# Obtaining BO results from different molecule representation

## Step 1: Load Model Dataset from DeepChem
In the present demonstration, we will use a model dataset *LIPO* correlating molecular structure with lipophilicity, a typical quantitative-structure property relationship (QSPR) modelling task.
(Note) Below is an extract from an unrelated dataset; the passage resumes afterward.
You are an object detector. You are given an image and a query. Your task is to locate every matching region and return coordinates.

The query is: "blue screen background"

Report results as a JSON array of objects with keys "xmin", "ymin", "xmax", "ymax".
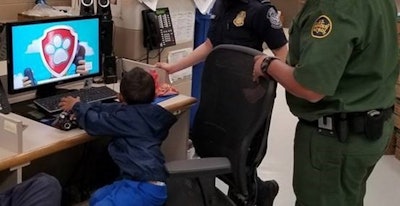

Hersey, A. ChEMBL Deposited Data Set - AZ dataset; 2015. https://doi.org/10.6019/chembl3301361

In [20]:
import deepchem as dc
import numpy as np
import pandas as pd
from deepchem.feat import CircularFingerprint, RDKitDescriptors, Mol2VecFingerprint

In [24]:
# Instantiate featurizers
rdkit_featurizer = dc.feat.RDKitDescriptors()
ecfp_featurizer = dc.feat.CircularFingerprint()
mol2vec_featurizer = dc.feat.Mol2VecFingerprint()
mordred_featurizer = dc.feat.MordredDescriptors()

In [23]:
# Load the Lipophilicity dataset
tasks, datasets, transformers = dc.molnet.load_lipo(featurizer=ecfp_featurizer)

train_dataset, valid_dataset, test_dataset = datasets
X, y = train_dataset.X, np.ravel(train_dataset.y) 
# Check the shape of the dataset
X.shape

(3360, 2048)